Chapitre 17

Le soleil était désormais haut dans le ciel. Le roi s'était éclipsé avec l'arrivée de l'aurore, abandonnant son esclave à son triste sort. Dorgon tira une énième fois sur ses chaînes mais sans succès.

Nilcalar aurait pu le délivrer !

Un goût amer lui restait de cette nuit. Cette fois-ci, la marque ne l'avait pas assommé et les souvenirs demeuraient nets en sa mémoire.

Il avait sciemment accepté de coucher avec son agresseur. Une nouvelle fois, son corps avait été trainé dans la boue et souillé comme s'il ne valait rien. Il ne s'était pas opposé aux désirs du roi.

Au moins, son Vala se chargeait déjà de réparer les lésions de la nuit. Mais qu'en était-il des douleurs psychologiques ? Les souvenirs récents l'accablaient, lui rappelaient sans cesse qu'il n'était même plus digne d'exister. Pire, qu'il méritait les viols qu'il subissait.

Le jeune homme se recroquevilla en position fœtale contre la tête de lit. Encore une fois, les nerfs lâchaient et des pleurs convulsifs le secouèrent. Ses poumons s'écrasaient d'angoisse : comment pouvait-il encore respirer alors qu'il s'infligeait une telle chose ? Tout son corps se liguait contre sa volonté pervertie et cette antinomie interne le dévorait.

Il avait décidé de suivre les conseils de Wimal, de se prostituer pour effleurer les arcanes du pouvoir royal. Il avait choisi de se démarquer, de surprendre et de séduire le roi pour accéder à une place privilégiée au sein du gouvernement astral. Le Conseil des mages accorderait-il sa confiance à un elfe ? Sûrement pas, encore moins aussi vite. Mais tout se construit avec le temps. Petit à petit, Dorgon parviendrait à ronger l'ordre établi, à devenir une personnalité incontournable de la cour. La politique restait le même jeu, quel que soit le royaume, quel que soit le statut ; du duc à l'esclave, les règles demeuraient similaires.

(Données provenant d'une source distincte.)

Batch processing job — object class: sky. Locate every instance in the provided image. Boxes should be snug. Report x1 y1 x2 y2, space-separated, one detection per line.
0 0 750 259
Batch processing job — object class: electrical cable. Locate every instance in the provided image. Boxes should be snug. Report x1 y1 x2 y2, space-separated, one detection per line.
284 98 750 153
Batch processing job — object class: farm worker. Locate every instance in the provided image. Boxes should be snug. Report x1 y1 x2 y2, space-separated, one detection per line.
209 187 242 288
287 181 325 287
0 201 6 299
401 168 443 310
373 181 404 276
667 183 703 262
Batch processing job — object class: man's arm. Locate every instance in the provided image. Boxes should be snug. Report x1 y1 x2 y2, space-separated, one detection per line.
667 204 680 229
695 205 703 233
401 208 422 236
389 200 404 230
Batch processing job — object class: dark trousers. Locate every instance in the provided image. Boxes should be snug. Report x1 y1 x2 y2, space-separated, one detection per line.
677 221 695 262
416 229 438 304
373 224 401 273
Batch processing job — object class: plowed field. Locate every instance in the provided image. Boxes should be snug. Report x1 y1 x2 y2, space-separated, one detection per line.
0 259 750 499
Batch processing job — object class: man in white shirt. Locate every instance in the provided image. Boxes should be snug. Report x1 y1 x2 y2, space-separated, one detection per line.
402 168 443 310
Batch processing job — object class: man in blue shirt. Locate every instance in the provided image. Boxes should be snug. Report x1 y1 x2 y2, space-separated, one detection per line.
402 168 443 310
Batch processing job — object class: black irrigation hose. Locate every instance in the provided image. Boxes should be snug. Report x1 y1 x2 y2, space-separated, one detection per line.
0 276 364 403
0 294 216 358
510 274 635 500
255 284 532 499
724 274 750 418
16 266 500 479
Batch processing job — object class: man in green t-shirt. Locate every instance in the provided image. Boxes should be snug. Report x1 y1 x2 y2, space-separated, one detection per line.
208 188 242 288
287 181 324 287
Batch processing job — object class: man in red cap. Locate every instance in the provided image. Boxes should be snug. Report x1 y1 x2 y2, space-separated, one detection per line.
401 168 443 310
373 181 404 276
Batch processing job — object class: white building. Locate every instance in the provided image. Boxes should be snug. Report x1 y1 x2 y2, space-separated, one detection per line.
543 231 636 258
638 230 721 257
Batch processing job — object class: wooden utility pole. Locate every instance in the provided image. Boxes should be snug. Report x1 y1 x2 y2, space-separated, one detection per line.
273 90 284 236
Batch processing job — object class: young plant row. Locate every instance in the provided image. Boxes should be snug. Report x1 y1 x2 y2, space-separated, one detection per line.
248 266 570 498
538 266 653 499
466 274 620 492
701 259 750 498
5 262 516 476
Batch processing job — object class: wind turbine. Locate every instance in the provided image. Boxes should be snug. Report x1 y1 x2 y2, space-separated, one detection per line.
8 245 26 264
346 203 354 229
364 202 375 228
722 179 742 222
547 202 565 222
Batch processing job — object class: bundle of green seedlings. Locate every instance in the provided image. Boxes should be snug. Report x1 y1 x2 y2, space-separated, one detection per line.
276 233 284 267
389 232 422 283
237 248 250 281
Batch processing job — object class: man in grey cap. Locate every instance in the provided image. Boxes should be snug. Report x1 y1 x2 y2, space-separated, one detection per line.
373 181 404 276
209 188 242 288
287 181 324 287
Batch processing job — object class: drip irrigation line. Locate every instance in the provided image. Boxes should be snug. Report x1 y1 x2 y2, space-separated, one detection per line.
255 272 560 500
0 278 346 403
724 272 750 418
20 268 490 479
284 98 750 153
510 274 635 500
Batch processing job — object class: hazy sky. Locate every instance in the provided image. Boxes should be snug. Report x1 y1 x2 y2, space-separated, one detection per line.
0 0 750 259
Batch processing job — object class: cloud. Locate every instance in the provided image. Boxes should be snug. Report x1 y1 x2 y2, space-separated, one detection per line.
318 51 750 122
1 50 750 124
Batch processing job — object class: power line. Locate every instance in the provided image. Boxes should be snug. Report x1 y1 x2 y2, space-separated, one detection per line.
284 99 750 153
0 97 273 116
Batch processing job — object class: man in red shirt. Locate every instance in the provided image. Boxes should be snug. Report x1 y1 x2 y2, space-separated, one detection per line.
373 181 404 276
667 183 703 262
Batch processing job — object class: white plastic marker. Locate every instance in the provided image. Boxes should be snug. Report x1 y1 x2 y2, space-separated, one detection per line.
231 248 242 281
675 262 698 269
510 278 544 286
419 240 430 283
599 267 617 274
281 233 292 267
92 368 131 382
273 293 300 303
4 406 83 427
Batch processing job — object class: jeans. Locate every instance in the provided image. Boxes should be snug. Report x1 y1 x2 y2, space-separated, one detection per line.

Il suffisait d'enterrer ses valeurs, son honneur et son intégrité. Ne comptait que le résultat. La vengeance.

Jusqu'où irait la perversion ? Dorgon frémit en s'imaginant apprécier le contact de Nilcalar. Il se détesterait pour cela. Mais gardant les mots de l'eunuque en tête, il décida de ne pas refuser l'opportunité quand elle se présenterait ; il n'était pas dupe, la plupart des rapports qu'il entretiendrait prendraient davantage la forme de torture pour répondre aux fantasmes ignobles des astres.

Toute cette introspection le dégoûtait. Il aurait dû découvrir cet aspect de la sexualité avec celle qu'il aimait, pas par la fomentation de calculs. Mais retrouverait-il seulement Calca un jour ? La possibilité qu'Oryana ne veuille plus de lui persistait ; un autre mari ferait bien mieux l'affaire pour son bonheur. En attendant, le jeune elfe s'imagina sa fiancée, inquiète de la disparition de son amoureux. Elle le savait vivant puisque leur lien valique si particulier transmettait toujours les battements du cœur de l'être aimé. Avec la distance, ils étaient cependant plus faibles...

Les oreilles de l'elfe se dressèrent à l'arrivée de l'eunuque. Aussitôt, il s'essuya le visage et tenta d'afficher un air neutre à son contremaître.

Wimal le détacha pour le conduire à un boudoir où l'esclave pouvait se réapprêter. Ce dernier comprit que ce rituel rythmerait ses journées. Après avoir forniqué avec le roi, il devrait se rafraichir, se soigner, s'habiller et se maquiller avant d'entamer une nouvelle course.

— Nilcalar m'a signalé qu'il voulait te présenter le palais des Sables et la capitale.

— Aujourd'hui ? N'est-ce pas un peu tôt ?

Wimal soupira et se chargea de coiffer la chevelure claire de l'elfe :

— Si, mais tu as surpris le roi. Tu l'intrigues et il te croit prêt à être exhibé devant ses sujets.

— Exhibé ? Il ne va tout de même pas...

— Non, rassure-toi. Tu garderas un foulard sur la tête, notre souverain préfère donner l'eau à la bouche à ses courtisans mais pas de les satisfaire. En dehors des orgies privées de la cour, les membres de ton espèce n'apparaissent jamais autrement que voilés.

— Le peuple affamé ne risque pas d'apprécier toute cette débauche. Surtout que si l'information courrait jusqu'aux oreilles de Calca, Atalantë serait bonne pour une guerre.

Wimal s'arrêta dans sa tâche, fixant Dorgon dans le reflet du miroir.

— Tu saisis vite les enjeux... Nilcalar devrait se méfier de toi.

— C'est lui qui insiste pour m'avoir comme Caprice.

— Oui... Il a toujours aimé jouer avec le feu. Mais vous autres, elfes, vous êtes de véritables manipulateurs, des sirènes qui nous ensorcèlent. J'espère être loin de la capitale le jour où elle tombera entre vos mains.

— Tu es très pessimiste.

— Je suis lucide. En attendant, tu subiras et tu te perdras.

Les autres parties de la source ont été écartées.